July 17, 2009: Paulson Admits Coercion;
Where are the Indictments?
October 20, 2009: Bernanke Guilty of
Coercion and Market Manipulation
January 07, 2010: Time To Indict
Geithner For Securities Fraud
January 26, 2010: Questions Geithner
Cannot Escape
I am quite sure there will be more opportunities to add to the list.
Strange Conspiracy Involving No One
·
Geithner
recused himself although there is no record of it.
·
Paulson
knows nothing about it and was not in the loop
·
Bernanke
either does not remember and/or was not involved.
Amazingly this conspiracy involves no one. It is a historic event. Hundred
billion dollar bailout decisions just happened. No one made them, no one was
responsible for them, and no one was in the loop, yet all those not involved
agree the process must be kept secret.
David Reilly: "Think of the enormity of that statement. A staffer at
a body with little public accountability and that exists to serve bankers is
lamenting the inability to keep Congress in the dark."
In the wake of these happenings, David Andolfatto at the St. Louis Fed just
happened to step out of the blue right on time making a mathematical plea defending
secrecy: In Defense Of
Secrecy; Three Prong Attack On The Fed; Selective Myopia .
Steve Keen, a real economist, disputes the thesis as did others.
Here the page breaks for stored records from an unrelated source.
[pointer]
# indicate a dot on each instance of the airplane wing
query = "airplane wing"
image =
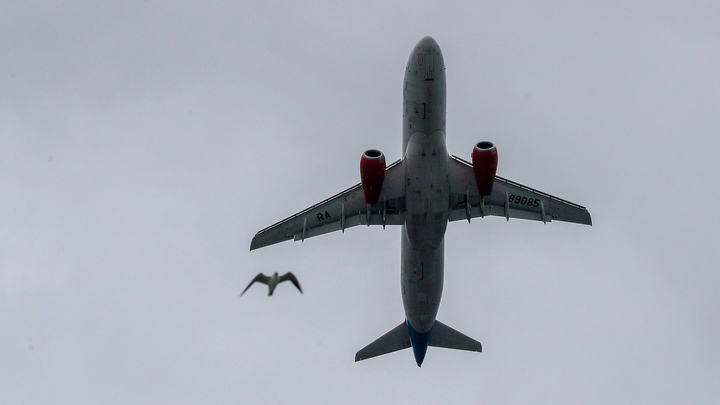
(342, 211)
(508, 199)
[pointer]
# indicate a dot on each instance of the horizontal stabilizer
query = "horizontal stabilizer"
(396, 339)
(445, 336)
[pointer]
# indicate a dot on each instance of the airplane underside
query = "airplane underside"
(422, 192)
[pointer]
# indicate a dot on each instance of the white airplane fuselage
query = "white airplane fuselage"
(426, 190)
(422, 192)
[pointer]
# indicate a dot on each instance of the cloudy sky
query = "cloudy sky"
(145, 142)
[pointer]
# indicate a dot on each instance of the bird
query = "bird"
(273, 281)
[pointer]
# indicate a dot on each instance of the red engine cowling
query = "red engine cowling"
(372, 174)
(484, 165)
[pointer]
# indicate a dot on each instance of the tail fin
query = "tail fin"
(396, 339)
(445, 336)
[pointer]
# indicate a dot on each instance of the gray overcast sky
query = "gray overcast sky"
(145, 142)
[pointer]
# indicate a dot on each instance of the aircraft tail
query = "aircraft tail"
(398, 338)
(445, 336)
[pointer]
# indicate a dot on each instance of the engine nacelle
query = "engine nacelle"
(372, 174)
(484, 165)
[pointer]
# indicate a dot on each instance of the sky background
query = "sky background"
(144, 143)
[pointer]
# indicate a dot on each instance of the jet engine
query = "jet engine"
(484, 165)
(372, 174)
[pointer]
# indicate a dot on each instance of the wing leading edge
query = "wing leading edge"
(341, 211)
(508, 199)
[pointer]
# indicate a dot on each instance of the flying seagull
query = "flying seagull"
(273, 281)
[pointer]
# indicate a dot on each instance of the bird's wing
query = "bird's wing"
(291, 277)
(261, 278)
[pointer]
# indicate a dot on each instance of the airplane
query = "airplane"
(421, 193)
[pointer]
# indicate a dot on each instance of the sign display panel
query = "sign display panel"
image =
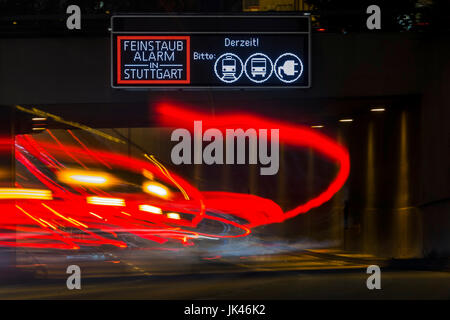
(235, 59)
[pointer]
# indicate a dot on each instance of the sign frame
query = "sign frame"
(113, 33)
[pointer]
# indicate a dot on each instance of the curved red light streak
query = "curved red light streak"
(290, 134)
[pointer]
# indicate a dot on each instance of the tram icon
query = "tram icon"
(229, 68)
(258, 67)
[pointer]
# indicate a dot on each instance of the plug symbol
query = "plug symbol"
(288, 68)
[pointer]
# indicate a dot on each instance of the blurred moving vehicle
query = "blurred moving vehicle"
(67, 197)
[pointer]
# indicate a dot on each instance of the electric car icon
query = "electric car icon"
(259, 67)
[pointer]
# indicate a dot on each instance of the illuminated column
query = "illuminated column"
(337, 215)
(7, 175)
(310, 187)
(281, 183)
(402, 214)
(369, 218)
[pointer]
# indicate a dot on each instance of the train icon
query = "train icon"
(229, 68)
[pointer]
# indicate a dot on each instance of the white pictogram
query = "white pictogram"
(258, 67)
(288, 67)
(228, 67)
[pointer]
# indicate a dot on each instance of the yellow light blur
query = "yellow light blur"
(156, 189)
(149, 208)
(83, 177)
(16, 193)
(173, 215)
(104, 201)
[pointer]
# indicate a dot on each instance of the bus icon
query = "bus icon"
(258, 67)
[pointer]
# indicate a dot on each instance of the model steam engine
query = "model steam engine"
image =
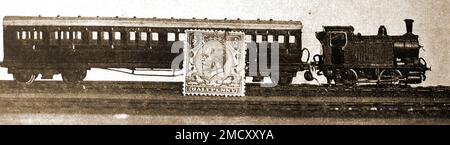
(350, 58)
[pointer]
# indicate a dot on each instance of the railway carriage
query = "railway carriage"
(72, 45)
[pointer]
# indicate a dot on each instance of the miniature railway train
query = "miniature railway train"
(72, 45)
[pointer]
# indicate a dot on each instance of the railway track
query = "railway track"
(251, 89)
(166, 98)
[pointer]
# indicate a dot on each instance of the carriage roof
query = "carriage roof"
(151, 22)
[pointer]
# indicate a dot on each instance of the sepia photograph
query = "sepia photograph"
(225, 62)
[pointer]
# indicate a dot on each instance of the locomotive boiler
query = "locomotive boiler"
(350, 59)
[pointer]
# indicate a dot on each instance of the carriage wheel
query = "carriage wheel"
(350, 77)
(24, 77)
(389, 76)
(73, 76)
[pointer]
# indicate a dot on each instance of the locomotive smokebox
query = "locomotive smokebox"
(409, 25)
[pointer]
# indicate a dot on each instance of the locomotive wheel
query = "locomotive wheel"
(25, 78)
(350, 77)
(390, 77)
(308, 76)
(73, 76)
(285, 79)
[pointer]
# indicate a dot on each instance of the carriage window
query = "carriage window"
(248, 38)
(132, 35)
(182, 37)
(94, 35)
(258, 38)
(155, 36)
(338, 39)
(117, 35)
(291, 39)
(35, 36)
(62, 35)
(143, 35)
(280, 39)
(105, 36)
(270, 38)
(56, 35)
(24, 35)
(78, 35)
(170, 36)
(67, 35)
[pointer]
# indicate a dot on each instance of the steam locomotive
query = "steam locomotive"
(351, 59)
(70, 46)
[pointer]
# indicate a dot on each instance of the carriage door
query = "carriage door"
(65, 45)
(338, 42)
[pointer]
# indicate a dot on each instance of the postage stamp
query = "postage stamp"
(215, 63)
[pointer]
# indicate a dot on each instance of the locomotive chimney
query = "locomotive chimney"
(409, 25)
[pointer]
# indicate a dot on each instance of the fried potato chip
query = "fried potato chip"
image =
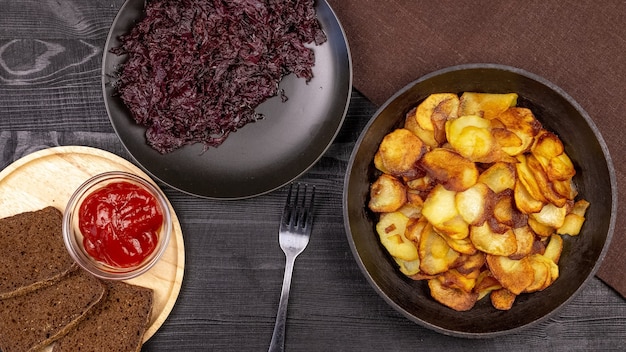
(526, 175)
(524, 201)
(574, 220)
(504, 137)
(450, 169)
(551, 215)
(391, 228)
(455, 228)
(454, 279)
(435, 254)
(523, 123)
(485, 284)
(387, 194)
(454, 298)
(428, 137)
(499, 176)
(502, 299)
(543, 182)
(469, 263)
(572, 225)
(424, 184)
(475, 203)
(440, 205)
(542, 277)
(487, 105)
(436, 107)
(554, 248)
(547, 145)
(475, 198)
(514, 275)
(400, 151)
(539, 228)
(414, 228)
(580, 207)
(471, 137)
(490, 242)
(560, 168)
(461, 245)
(408, 268)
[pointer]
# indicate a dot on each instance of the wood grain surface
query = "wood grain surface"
(50, 95)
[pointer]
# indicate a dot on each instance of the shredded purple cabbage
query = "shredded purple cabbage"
(197, 69)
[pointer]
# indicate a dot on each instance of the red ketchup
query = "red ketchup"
(120, 224)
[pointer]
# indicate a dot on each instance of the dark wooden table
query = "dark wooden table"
(50, 94)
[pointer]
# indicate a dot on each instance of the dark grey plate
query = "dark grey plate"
(581, 255)
(261, 156)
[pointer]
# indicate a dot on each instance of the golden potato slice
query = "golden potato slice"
(551, 215)
(461, 245)
(455, 228)
(487, 105)
(486, 240)
(470, 263)
(504, 137)
(475, 203)
(544, 184)
(502, 299)
(504, 211)
(514, 275)
(527, 176)
(428, 137)
(424, 184)
(435, 254)
(454, 279)
(437, 107)
(525, 238)
(565, 188)
(542, 277)
(454, 298)
(414, 228)
(387, 194)
(455, 127)
(485, 284)
(450, 169)
(378, 162)
(408, 268)
(523, 123)
(499, 176)
(524, 201)
(539, 228)
(391, 228)
(572, 225)
(547, 145)
(400, 151)
(554, 248)
(580, 207)
(471, 137)
(440, 205)
(560, 168)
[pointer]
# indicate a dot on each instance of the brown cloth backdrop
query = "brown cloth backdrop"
(578, 45)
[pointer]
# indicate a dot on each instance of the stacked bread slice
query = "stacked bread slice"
(45, 297)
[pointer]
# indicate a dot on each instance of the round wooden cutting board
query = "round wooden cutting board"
(49, 177)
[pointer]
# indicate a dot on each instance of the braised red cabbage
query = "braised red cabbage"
(197, 69)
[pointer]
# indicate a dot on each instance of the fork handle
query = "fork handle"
(278, 336)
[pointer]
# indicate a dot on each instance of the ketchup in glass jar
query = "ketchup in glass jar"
(120, 224)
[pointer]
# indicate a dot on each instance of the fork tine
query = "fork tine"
(298, 206)
(308, 208)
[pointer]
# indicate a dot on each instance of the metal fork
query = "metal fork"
(293, 235)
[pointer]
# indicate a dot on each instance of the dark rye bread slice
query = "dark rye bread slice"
(32, 252)
(117, 324)
(33, 320)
Please see Steve Keen on
Banking Secrets and Fed Transparency for a detailed
rebuttal of the thesis.
Juts the other day, I received an email from David Andolfatto, the author
"On the Social Cost of Transparency in Monetary Economies", the
article praising secrecy, offering to explain the thesis in plain English. I
will take him up on it.
However, I think anyone with any common sense has had more than enough of
secret backroom deals, especially those that somehow no one makes.